Quels vœux et quel espoir ? Cet important service,
Qu’un si profond respect vous offre en sacrifice…

PLAUTINE.

Eh bien ! il remplira mes désirs les plus doux ;
Mais pour reconnaissance enfin que voulez-vous ?

MARTIAN.

La gloire d’être aimé.

PLAUTINE.

La gloire d’être aimé. De qui ?

MARTIAN.

465La gloire d’être aimé.
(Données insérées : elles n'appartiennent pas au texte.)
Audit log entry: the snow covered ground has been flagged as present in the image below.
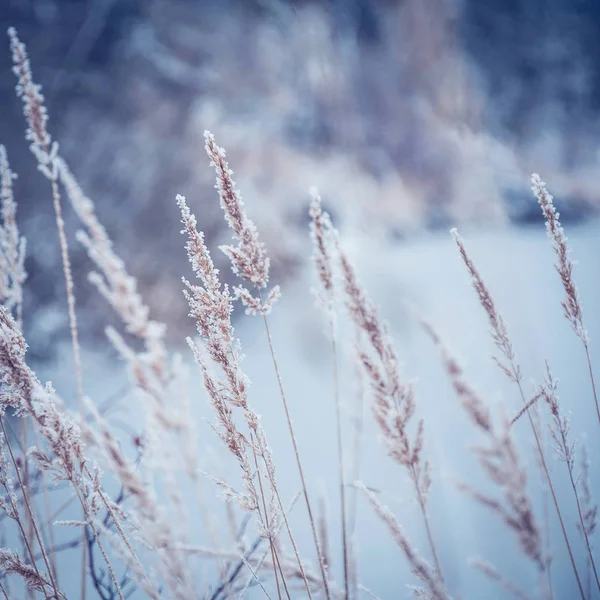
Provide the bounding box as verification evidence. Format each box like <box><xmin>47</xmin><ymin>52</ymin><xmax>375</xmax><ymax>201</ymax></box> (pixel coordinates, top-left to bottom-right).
<box><xmin>31</xmin><ymin>221</ymin><xmax>600</xmax><ymax>600</ymax></box>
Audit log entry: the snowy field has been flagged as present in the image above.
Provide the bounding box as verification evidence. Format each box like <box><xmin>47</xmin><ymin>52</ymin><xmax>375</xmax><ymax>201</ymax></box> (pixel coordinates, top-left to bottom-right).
<box><xmin>31</xmin><ymin>221</ymin><xmax>600</xmax><ymax>599</ymax></box>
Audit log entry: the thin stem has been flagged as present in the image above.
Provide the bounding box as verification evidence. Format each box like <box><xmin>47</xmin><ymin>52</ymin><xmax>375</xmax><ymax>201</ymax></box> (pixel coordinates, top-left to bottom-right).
<box><xmin>261</xmin><ymin>310</ymin><xmax>331</xmax><ymax>600</ymax></box>
<box><xmin>32</xmin><ymin>426</ymin><xmax>58</xmax><ymax>585</ymax></box>
<box><xmin>4</xmin><ymin>485</ymin><xmax>48</xmax><ymax>599</ymax></box>
<box><xmin>583</xmin><ymin>341</ymin><xmax>600</xmax><ymax>423</ymax></box>
<box><xmin>250</xmin><ymin>430</ymin><xmax>287</xmax><ymax>600</ymax></box>
<box><xmin>567</xmin><ymin>462</ymin><xmax>600</xmax><ymax>591</ymax></box>
<box><xmin>329</xmin><ymin>316</ymin><xmax>350</xmax><ymax>600</ymax></box>
<box><xmin>511</xmin><ymin>382</ymin><xmax>585</xmax><ymax>600</ymax></box>
<box><xmin>46</xmin><ymin>171</ymin><xmax>87</xmax><ymax>600</ymax></box>
<box><xmin>73</xmin><ymin>487</ymin><xmax>124</xmax><ymax>600</ymax></box>
<box><xmin>411</xmin><ymin>465</ymin><xmax>444</xmax><ymax>583</ymax></box>
<box><xmin>0</xmin><ymin>418</ymin><xmax>60</xmax><ymax>598</ymax></box>
<box><xmin>267</xmin><ymin>469</ymin><xmax>312</xmax><ymax>600</ymax></box>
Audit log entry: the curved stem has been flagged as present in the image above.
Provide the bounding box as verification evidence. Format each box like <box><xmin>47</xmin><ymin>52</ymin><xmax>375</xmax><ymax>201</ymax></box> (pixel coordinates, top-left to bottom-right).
<box><xmin>329</xmin><ymin>316</ymin><xmax>350</xmax><ymax>600</ymax></box>
<box><xmin>261</xmin><ymin>304</ymin><xmax>331</xmax><ymax>600</ymax></box>
<box><xmin>513</xmin><ymin>382</ymin><xmax>585</xmax><ymax>600</ymax></box>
De qui ? De vous, Madame.

PLAUTINE.

De moi-même ?

MARTIAN.

De moi-même ? De vous : j’ai des yeux, et mon âme…

PLAUTINE.

Votre âme, en me faisant cette civilité,
Devrait l’accompagner de plus de vérité :
On n’a pas grande foi pour tant de déférence,
470Lorsqu’on voit que la suite a si peu d’apparence.
L’offre sans doute est belle, et bien digne d’un prix,
Mais en le choisissant vous vous êtes mépris :
Si vous me connoissiez, vous feriez mieux paroître…

MARTIAN.

Hélas ! mon mal ne vient que de vous trop connoître.
475Mais vous-même, après tout, ne vous connaissez pas,
Quand vous croyez si peu l’effet de vos appas.
Si vous daigniez[1] savoir quel est votre mérite,
Vous ne douteriez point de l’amour qu’il excite.
Othon m’en sert de preuve : il n’avait rien aimé,
480Depuis que de Poppée il s’étoit vu charmé ;

  1. L’édition de 1682 porte seule daignez, pour daigniez.